Life
What Happens When You Stop Caring About Your Looks
Not caring about how you look to other people is one of the most emotionally liberating things you can do for yourself. Sure, working out is good for your health, and fashion is fun, and makeup is expression, and all of that is well and good. But when it gets to the point of being stressful, or obligatory — as it does for so, so many people — that's where we have an issue.
The way you look is a really important part of who you are, but it cannot become a replacement for who you are. We obsess and overvalue our physical appearances because that's how we communicate to other people who we are, and when we're feeling inferior or judged or insecure, we want to compensate.

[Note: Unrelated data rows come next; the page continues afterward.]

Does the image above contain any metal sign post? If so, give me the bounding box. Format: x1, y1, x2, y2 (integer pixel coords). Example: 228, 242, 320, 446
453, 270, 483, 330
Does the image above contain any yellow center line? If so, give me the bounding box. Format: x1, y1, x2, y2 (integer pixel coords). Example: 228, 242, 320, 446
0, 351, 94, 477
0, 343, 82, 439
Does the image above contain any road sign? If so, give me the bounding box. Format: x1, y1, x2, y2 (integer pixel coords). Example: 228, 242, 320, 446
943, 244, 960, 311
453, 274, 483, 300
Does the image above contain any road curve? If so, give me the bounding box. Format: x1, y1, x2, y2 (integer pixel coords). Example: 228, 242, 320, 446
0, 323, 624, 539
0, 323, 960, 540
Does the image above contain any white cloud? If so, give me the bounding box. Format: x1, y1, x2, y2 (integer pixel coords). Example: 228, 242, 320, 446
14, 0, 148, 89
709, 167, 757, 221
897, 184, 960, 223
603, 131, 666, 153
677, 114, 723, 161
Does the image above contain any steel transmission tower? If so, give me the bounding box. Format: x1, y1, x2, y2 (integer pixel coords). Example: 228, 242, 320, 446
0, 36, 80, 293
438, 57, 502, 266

So whatever your particular stressor when it comes to appearance is — not wanting to leave the house without makeup, feeling like your style is never good enough, worrying incessantly about your weight, not feeling like you're attracting anybody romantically — actually tells you a lot about how you really feel on the inside. For example: the anxiety over always wearing makeup could be not wanting people to see who you really are. The lack of romantic attraction could be because you're not open to loving yourself, so you can't let anybody else in either. Do you see how quickly and easily we can project these issues onto our poor bodies who deserve our love more than anything else?
If you're not inspired already, here are a few things that happen when you seriously stop caring about how you look (to other people) and start really focusing on who you are, and how confident you feel.
You Realize That Nobody Is Thinking About You As Much As You Assume Or Fear
They're all too busy worrying about what other people think about them — it's a nasty cycle, and it's also one that few people stop to recognize. Most of their anxiety about what people think of them is null and void: people are rarely thinking about you... if at all.
You Realize That It's Not Just Beautiful People Who Have Love
In fact, it's more often the opposite. If you look around you: at couples you know, at people walking down the street, even, you realize that it's not just "perfect, beautiful" people who have love. It is a connection between people, and not some prerequisite of being conventionally beautiful, that determines who we end up with.
You Realize How Much Of Our Beauty/Makeup/Style Routines And Trends Surround The Idea Of "Fixing" Yourself
Perhaps the most liberating part of it all is realizing that there is nothing wrong with you, and there never was. You don't have to alter yourself significantly just to be "OK." You can instead alter the way you think about what "OK" really means.
You Realize That Caring What Other People Think Of How You Look Doesn't Make Them Like You More
... Or whatever else you're convinced constantly policing yourself will get you.
You Realize That Being "Trendy" Only Proves You're Great At Being A Follower; Having "Personal Style" Proves You're An Individual
You don't look back on people who adhered to trends flawlessly throughout the decades as being "fashionable" or "cool" or "great." They just seem... well... not themselves.
You Realize That Being Yourself Feels So Much Better Than Looking "Perfect" (Or Trying To)
It may be cliché, but as soon as you actually let yourself ~be yourself~, the feeling of acceptance doesn't even come close to comparing to the feeling of constantly striving to look a certain way.
You Realize That People Don't Actually Admire Or Revere "Perfect" Looking People
It's people who know themselves and are true to themselves that are really compelling.
You Realize You Have Nothing To Prove
You have nobody's acceptance to earn, and you have no code to which you are obligated. It may have begun within the society you were born to, but you sustained it... and you don't have to anymore.